Buglife asks Government for action on alien species

Wednesday 8th October 2014

Buglife believes that all invertebrates are important. However sometimes bugs can end up where they’re not supposed to, and sometimes this leads to problems. These alien (non-native) species may have damaging effects on their new environment and can push out our native animals or plants.

Buglife have contributed to a priority alien species list that has been submitted by environmental organisations to Defra, in an attempt to halt the introduction to the UK of the most invasive species. The launch of this list comes as yet another highly invasive and potentially damaging invertebrate, the Quagga mussel (Dreissena bugensis) has been found in UK waters for the first time.

Dr Margaret Palmer, compiler of the list of 54 invertebrates, said “This list includes species that have been with us for some time and others that are thought to be on their way here. In fact this year, as we have been drawing up the list, three of the species on it have been found in this country for the first time. These are two crabs from the western Pacific – the Asian shore crab (Hemigrapsus sanguineus) and the Brush-clawed shore crab (Hemigrapsus takanoi) – as well as the Quagga mussel, which was recently discovered in Surrey.”
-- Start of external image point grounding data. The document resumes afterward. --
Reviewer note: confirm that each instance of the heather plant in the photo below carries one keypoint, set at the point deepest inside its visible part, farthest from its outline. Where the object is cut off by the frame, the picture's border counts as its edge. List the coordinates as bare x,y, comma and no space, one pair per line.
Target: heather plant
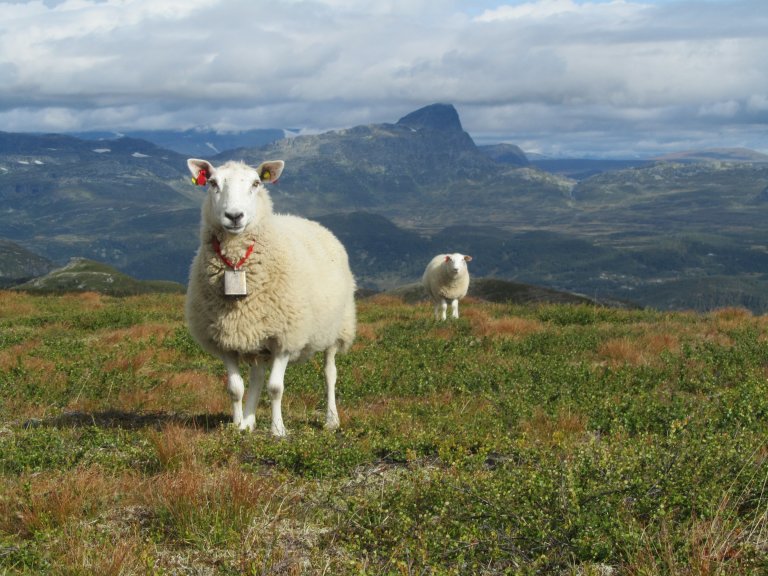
519,439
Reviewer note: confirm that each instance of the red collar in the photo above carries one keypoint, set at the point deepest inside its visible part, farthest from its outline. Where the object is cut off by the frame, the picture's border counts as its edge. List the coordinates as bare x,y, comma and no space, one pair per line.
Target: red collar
217,247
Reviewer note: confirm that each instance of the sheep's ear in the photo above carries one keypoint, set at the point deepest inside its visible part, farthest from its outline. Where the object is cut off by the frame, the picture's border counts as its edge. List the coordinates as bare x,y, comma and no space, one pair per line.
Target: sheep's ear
270,171
195,166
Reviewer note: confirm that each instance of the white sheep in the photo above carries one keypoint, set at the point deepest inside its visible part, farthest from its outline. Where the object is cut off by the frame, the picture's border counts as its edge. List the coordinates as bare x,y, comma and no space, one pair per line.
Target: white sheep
445,279
265,288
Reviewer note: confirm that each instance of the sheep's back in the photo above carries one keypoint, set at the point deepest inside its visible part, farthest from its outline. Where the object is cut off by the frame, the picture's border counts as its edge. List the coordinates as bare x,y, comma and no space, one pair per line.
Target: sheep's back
439,283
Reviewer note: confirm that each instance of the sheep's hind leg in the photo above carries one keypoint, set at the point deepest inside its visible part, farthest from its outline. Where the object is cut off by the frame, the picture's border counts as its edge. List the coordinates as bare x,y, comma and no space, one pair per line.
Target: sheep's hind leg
256,383
235,387
331,414
275,388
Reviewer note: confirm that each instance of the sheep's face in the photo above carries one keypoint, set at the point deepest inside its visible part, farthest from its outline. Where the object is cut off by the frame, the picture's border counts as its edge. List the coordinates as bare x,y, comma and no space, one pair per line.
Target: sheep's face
236,196
456,263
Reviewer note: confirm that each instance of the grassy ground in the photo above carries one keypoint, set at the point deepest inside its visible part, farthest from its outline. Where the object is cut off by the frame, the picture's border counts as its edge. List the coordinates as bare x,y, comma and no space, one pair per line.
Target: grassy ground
556,439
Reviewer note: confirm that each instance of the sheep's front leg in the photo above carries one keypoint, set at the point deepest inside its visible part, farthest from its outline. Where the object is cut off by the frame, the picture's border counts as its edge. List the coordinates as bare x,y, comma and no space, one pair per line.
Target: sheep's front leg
440,307
256,383
235,387
331,415
275,390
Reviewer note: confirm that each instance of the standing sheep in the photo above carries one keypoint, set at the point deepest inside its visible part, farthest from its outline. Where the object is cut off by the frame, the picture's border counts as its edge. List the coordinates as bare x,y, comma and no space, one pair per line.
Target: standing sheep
447,278
265,288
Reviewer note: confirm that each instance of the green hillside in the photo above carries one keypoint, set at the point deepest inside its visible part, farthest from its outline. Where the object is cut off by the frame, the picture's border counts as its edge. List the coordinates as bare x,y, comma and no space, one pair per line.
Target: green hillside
82,275
520,439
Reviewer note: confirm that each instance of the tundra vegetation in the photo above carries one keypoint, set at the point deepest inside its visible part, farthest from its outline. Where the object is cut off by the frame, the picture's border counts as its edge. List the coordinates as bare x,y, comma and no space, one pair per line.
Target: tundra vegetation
535,439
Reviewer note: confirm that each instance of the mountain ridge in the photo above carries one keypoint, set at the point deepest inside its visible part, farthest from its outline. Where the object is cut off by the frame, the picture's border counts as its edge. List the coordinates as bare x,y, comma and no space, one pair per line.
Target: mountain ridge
397,193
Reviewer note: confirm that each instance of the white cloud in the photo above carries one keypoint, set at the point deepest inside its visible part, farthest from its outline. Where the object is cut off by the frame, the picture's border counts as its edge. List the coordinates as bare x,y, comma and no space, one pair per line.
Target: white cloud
563,74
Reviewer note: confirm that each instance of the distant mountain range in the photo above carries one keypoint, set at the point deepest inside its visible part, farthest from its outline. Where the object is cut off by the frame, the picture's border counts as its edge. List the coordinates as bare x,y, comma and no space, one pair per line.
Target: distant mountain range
683,232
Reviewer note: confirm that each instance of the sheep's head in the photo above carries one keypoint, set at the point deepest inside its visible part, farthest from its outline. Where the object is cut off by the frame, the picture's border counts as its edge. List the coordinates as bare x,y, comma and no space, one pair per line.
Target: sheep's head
236,196
455,263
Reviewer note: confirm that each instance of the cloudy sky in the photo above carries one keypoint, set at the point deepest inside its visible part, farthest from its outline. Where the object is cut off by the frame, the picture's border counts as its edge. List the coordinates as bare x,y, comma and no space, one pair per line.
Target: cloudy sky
560,77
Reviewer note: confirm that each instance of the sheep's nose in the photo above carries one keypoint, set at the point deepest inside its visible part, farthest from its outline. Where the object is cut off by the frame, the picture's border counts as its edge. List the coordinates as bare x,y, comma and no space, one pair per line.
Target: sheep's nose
234,217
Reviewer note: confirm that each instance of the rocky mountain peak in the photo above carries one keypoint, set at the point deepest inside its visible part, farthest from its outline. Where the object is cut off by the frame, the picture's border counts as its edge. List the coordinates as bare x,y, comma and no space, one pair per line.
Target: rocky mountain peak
435,117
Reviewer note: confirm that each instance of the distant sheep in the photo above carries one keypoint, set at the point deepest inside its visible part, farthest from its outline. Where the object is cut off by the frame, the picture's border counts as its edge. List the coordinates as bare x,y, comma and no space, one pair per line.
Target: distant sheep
445,279
265,288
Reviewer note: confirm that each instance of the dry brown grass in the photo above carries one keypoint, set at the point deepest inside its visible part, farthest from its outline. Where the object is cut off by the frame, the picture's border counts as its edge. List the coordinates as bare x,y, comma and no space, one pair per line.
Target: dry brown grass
642,350
42,501
485,325
563,428
84,300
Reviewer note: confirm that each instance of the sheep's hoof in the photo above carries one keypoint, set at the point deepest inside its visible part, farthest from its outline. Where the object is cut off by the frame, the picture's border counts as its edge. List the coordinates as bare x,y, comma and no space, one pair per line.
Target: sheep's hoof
248,423
332,423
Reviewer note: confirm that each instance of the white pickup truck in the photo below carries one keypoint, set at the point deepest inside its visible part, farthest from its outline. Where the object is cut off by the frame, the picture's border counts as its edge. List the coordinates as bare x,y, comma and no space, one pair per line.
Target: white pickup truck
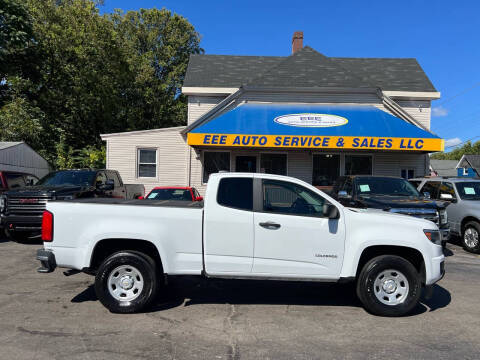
250,226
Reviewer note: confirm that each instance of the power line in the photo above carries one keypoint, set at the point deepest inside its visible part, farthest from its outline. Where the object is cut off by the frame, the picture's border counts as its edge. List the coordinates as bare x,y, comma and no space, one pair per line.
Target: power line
463,92
463,142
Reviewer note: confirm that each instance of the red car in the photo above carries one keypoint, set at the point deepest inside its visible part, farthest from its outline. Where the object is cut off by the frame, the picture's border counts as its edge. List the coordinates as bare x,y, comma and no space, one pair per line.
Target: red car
182,193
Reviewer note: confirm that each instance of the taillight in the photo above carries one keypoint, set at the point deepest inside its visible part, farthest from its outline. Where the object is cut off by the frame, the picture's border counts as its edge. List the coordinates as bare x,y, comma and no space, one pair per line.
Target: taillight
47,226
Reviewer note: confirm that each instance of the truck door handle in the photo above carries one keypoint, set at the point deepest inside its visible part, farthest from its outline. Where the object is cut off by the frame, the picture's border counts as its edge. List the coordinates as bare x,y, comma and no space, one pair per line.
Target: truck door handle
270,225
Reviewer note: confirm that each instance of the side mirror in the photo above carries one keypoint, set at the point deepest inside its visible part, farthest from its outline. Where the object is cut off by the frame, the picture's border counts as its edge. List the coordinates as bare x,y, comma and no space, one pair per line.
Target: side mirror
446,196
330,211
342,194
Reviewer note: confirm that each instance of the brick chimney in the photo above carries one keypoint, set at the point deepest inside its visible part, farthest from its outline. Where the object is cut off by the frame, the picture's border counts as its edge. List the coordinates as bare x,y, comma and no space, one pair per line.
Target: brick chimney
297,41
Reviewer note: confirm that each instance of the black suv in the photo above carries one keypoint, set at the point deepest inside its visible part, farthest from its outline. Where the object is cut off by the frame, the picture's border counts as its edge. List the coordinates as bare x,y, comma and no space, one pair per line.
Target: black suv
393,194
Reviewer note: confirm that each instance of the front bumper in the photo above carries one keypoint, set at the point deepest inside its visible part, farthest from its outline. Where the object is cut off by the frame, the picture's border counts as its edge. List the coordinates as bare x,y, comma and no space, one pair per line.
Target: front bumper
47,260
445,235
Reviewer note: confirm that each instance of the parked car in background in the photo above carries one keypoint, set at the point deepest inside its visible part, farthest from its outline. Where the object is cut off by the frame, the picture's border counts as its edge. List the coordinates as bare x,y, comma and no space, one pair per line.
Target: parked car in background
464,209
183,193
393,194
11,180
251,225
21,209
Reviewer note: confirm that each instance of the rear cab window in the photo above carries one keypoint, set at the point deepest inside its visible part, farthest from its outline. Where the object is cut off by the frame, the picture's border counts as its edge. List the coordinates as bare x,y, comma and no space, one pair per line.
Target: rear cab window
282,197
15,181
469,190
432,187
236,193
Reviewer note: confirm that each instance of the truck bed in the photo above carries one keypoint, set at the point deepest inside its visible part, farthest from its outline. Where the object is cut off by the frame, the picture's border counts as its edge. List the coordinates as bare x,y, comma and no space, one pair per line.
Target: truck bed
136,202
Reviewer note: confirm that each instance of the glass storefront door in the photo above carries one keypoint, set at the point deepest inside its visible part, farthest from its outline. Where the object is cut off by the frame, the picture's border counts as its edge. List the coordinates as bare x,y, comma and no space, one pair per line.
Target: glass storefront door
326,169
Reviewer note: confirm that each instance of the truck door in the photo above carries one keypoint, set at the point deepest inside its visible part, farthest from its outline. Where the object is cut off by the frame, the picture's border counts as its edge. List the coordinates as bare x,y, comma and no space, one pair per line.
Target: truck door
292,237
228,225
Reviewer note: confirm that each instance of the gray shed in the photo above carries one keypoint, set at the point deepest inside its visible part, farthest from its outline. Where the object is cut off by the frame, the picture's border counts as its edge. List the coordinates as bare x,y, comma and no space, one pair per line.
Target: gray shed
18,156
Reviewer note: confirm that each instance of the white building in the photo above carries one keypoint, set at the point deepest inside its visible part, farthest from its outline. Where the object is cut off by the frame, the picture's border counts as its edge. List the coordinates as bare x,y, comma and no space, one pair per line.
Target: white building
305,115
18,156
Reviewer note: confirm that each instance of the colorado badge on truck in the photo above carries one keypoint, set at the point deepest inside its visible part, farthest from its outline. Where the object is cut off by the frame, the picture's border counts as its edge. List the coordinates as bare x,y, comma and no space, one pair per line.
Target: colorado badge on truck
255,226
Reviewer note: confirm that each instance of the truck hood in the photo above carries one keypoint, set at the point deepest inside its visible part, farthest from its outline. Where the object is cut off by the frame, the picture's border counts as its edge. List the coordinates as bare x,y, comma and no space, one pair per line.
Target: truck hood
397,202
381,216
40,190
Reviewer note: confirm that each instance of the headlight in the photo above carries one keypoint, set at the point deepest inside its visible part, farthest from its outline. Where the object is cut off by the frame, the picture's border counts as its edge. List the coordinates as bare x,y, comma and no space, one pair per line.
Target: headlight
3,203
434,236
443,216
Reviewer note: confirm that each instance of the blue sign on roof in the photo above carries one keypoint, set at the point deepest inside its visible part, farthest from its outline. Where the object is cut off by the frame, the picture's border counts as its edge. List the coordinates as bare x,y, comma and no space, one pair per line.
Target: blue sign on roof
307,126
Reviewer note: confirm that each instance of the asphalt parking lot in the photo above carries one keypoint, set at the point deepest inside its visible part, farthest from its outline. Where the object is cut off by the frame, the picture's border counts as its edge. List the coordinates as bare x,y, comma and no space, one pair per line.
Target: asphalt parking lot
56,317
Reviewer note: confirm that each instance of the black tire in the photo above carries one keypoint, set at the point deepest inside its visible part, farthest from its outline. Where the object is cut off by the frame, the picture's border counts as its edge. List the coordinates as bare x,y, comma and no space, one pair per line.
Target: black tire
147,270
366,285
467,245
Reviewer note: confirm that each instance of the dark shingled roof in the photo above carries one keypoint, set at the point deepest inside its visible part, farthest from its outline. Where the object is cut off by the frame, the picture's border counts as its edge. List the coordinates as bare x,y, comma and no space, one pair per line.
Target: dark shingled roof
306,68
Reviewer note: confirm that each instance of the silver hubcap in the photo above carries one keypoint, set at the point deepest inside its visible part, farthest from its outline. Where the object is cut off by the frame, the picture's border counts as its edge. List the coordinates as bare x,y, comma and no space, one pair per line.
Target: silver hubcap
125,283
391,287
471,237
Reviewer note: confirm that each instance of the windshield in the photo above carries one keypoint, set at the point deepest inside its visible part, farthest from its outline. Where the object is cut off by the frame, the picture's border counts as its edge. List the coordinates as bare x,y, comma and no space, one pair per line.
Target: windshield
63,178
170,194
469,190
366,186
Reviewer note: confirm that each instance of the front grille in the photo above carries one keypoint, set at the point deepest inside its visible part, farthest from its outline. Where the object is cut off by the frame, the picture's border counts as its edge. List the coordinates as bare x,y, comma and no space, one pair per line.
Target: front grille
27,205
427,214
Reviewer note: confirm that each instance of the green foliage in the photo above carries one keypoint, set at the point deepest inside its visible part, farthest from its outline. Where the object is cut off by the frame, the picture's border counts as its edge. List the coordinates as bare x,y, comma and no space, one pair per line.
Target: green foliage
16,33
89,157
456,154
81,74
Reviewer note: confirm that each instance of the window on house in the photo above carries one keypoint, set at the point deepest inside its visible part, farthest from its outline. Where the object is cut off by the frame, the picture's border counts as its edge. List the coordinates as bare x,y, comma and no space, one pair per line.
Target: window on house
326,169
407,173
358,165
214,162
147,163
273,164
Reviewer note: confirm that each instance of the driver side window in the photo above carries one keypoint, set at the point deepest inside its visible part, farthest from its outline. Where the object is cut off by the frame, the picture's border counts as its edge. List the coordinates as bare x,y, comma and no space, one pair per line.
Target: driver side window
101,179
291,199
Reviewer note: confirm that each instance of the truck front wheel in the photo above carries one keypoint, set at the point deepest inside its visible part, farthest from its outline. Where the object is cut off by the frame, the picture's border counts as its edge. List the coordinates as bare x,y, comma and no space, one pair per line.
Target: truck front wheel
471,237
126,282
389,285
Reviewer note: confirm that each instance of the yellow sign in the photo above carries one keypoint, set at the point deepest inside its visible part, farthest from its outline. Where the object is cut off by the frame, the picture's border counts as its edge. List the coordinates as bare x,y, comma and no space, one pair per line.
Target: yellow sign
317,142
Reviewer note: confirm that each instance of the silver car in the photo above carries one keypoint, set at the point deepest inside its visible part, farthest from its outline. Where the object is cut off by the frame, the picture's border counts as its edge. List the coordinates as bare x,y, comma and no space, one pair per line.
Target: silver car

A new EU regulation, coming into effect on the 1st January 2015, advises member states to create lists of invasive alien species of concern within their own territories, and put appropriate control measures in place. With this in mind, Buglife have defined a process, based on reliable and up-to-date information, for identifying species which are likely to cause the most damage to our environment.

The arrival of the Quagga mussel is an example of why action is needed. Originally from Ukraine, this species has now colonised the Netherlands, Germany and North America. Due to its filtering capacity and ability to produce dense populations, it can significantly reduce native biodiversity, and alter whole freshwater ecosystems. It is also a nuisance and economic problem when growing in pipes of water treatment plants or commercial ships.

Craig Macadam, Buglife’s Conservation Director said “We hope that the UK will come up with an adequate response to the new regulation. Buglife are calling on the Government to take action, for instance by signing the Ballast Water Management Convention, before many more alien species become established in the UK.